On Tuesday, for the fifth time this year, Kaia Sand hosted a memorial in her office.
This week, it was for a man named Brantley Field, who used to be a vendor for Street Roots, the homeless advocacy nonprofit Sand runs. Staff ordered donuts, lit candles and displayed pictures of Field in cardboard frames. Before that, the service was for a woman named Francine who liked to put on her makeup in the back room — an area that’s now been affectionately renamed “Francine’s beauty parlor.”
“If you work with people who are unhoused you end up taking on what it means to memorialize their death.” Sand said. “This is a part of our work.”
Since 2012, Multnomah County, with the assistance of Street Roots, has been using records from the medical examiner’s office to determine just how many homeless individuals die within the jurisdiction each year. This Wednesday, the county released its numbers for 2018.
The final tally is the highest ever: 92 homeless people died last year, nearly double the death toll released in 2012, when the county started keeping track.
Drugs — usually methamphetamines or opioids — and alcohol contributed to more than half of the deaths, according to the report. Ten of the people had been murdered, up from four the year prior. Nine died by suicide, the report found.
To Sand, the fact that so many deaths were connected with substances came as no surprise. At Street Roots, she said she regularly sees people medicating to bear the trauma of living on the street, often using meth to stay alert after dark.
She said she found it shocking that that so many deaths were violent, though.
“I could feel it,” she said. “People end up getting beat up in their sleep with objects. … They’re treated really badly out there.”
Paul Lewis, who has spearheaded the report for the last eight years as a health officer for the county, said this year’s death toll, like the years preceding it, is almost certainly an underestimate.
For this report, investigators combed through all the deaths in 2018 where the county’s medical examiner marked the person as homeless. They then weeded out all of the deaths where they couldn’t confirm the person’s housing status or the person seemed to be living on the streets outside of Multnomah County. Any deaths that don’t come through the medical examiner’s office go uncounted in the report.

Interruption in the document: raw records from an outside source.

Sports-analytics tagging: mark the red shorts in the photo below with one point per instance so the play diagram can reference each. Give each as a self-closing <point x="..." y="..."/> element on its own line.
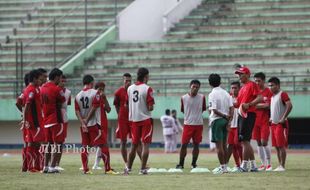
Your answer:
<point x="123" y="130"/>
<point x="192" y="132"/>
<point x="142" y="130"/>
<point x="94" y="137"/>
<point x="233" y="136"/>
<point x="279" y="135"/>
<point x="65" y="129"/>
<point x="55" y="134"/>
<point x="24" y="132"/>
<point x="34" y="135"/>
<point x="261" y="132"/>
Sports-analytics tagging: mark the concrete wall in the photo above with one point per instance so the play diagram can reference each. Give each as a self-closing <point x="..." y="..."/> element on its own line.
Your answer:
<point x="10" y="133"/>
<point x="143" y="20"/>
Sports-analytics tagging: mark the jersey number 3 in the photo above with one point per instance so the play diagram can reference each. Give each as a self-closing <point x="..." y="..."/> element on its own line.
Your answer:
<point x="136" y="96"/>
<point x="85" y="102"/>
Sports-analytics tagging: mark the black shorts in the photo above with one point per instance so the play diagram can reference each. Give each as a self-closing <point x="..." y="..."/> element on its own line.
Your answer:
<point x="245" y="126"/>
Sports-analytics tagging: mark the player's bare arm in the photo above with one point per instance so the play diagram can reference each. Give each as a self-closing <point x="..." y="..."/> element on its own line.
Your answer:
<point x="150" y="107"/>
<point x="90" y="114"/>
<point x="107" y="106"/>
<point x="288" y="109"/>
<point x="117" y="106"/>
<point x="24" y="122"/>
<point x="80" y="118"/>
<point x="19" y="107"/>
<point x="263" y="106"/>
<point x="258" y="99"/>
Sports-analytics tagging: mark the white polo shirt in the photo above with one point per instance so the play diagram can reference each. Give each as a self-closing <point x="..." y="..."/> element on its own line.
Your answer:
<point x="220" y="100"/>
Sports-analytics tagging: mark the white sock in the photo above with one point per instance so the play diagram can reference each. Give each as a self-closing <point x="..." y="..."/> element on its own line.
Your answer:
<point x="253" y="164"/>
<point x="98" y="157"/>
<point x="244" y="164"/>
<point x="261" y="154"/>
<point x="267" y="152"/>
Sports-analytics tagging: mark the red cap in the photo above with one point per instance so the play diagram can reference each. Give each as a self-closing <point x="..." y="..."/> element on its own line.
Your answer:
<point x="243" y="70"/>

Lewis said 92 deaths is “the minimum number but a solid number.”
Still, he said, that the minimum number is far too high.

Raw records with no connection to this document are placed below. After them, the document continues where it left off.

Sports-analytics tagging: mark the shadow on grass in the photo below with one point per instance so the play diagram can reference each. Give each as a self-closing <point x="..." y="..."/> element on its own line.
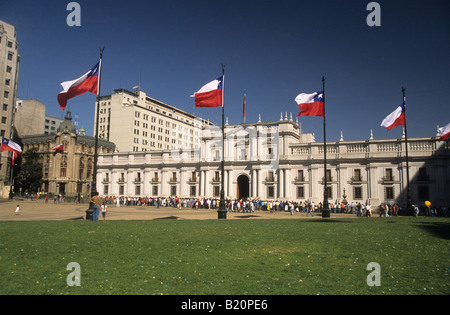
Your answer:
<point x="439" y="229"/>
<point x="167" y="218"/>
<point x="327" y="220"/>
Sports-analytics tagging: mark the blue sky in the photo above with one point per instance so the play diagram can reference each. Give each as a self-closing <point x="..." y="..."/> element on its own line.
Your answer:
<point x="274" y="49"/>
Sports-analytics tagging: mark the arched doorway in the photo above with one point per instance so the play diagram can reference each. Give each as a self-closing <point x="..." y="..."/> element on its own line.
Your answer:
<point x="243" y="187"/>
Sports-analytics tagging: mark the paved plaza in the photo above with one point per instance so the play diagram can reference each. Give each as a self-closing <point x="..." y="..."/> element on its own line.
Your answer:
<point x="38" y="210"/>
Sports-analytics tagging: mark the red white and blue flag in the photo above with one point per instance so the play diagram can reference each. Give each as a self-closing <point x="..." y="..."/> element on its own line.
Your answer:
<point x="311" y="104"/>
<point x="59" y="147"/>
<point x="444" y="132"/>
<point x="86" y="83"/>
<point x="396" y="118"/>
<point x="210" y="95"/>
<point x="9" y="145"/>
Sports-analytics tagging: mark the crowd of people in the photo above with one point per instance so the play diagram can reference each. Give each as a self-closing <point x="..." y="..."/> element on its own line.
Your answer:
<point x="251" y="205"/>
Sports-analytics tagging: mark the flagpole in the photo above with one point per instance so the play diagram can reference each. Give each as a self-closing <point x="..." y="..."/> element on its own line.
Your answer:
<point x="222" y="212"/>
<point x="89" y="212"/>
<point x="408" y="188"/>
<point x="325" y="206"/>
<point x="245" y="94"/>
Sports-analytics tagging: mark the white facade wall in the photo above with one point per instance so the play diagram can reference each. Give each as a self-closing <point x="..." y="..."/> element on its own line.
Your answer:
<point x="281" y="163"/>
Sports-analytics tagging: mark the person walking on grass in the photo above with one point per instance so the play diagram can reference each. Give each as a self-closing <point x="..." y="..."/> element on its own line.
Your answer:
<point x="309" y="207"/>
<point x="97" y="204"/>
<point x="104" y="210"/>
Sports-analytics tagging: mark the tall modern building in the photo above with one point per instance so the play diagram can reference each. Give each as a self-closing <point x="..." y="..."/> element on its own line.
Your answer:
<point x="9" y="72"/>
<point x="138" y="123"/>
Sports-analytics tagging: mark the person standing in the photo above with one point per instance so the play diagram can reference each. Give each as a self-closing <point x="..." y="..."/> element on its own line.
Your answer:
<point x="97" y="204"/>
<point x="309" y="207"/>
<point x="104" y="209"/>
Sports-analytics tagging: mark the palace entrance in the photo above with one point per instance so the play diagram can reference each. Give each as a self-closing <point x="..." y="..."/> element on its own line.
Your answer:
<point x="243" y="187"/>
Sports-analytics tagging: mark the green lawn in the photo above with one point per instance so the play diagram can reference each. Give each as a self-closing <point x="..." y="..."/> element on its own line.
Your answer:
<point x="315" y="256"/>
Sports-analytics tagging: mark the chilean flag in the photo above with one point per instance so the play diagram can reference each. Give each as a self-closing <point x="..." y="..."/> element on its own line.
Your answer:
<point x="445" y="132"/>
<point x="396" y="118"/>
<point x="311" y="104"/>
<point x="59" y="147"/>
<point x="86" y="83"/>
<point x="210" y="95"/>
<point x="9" y="145"/>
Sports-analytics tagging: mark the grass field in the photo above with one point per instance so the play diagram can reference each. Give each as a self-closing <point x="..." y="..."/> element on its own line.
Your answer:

“There are too many, too young, and they’re preventable,” he said. “These are things in your heart, you think, this shouldn’t be happening.”
The report found people on the streets died, on average, in their 40s. Two-fifths died of what the report classifies as “accidental” causes, mainly related to drugs or alcohol. A little more than a third died of “natural” causes, often uncontrolled diabetes and complications from chronic substance use. Two died from hypothermia.
Lewis said he was struck that a third of all deaths were connected to methamphetamines. Just a few years ago, he said, heroin was the most commonly used drug.
In a statement, Andy Mendenhall, Central City Concern’s chief medical officer, warned against the dangers inherent with meth, which he said is “cheaper and more pure than ever.”
“When we’re talking about methamphetamines, you see death from a variety of causes,” he said. “Stroke, heart attack, arrhythmia. And that’s in addition to any of the traumas that result from becoming acutely psychotic. Once you’re under the influence of methamphetamines, you are no longer of sound mind.”
At least 530 people have died on the streets of Multnomah County since 2011, according to the report.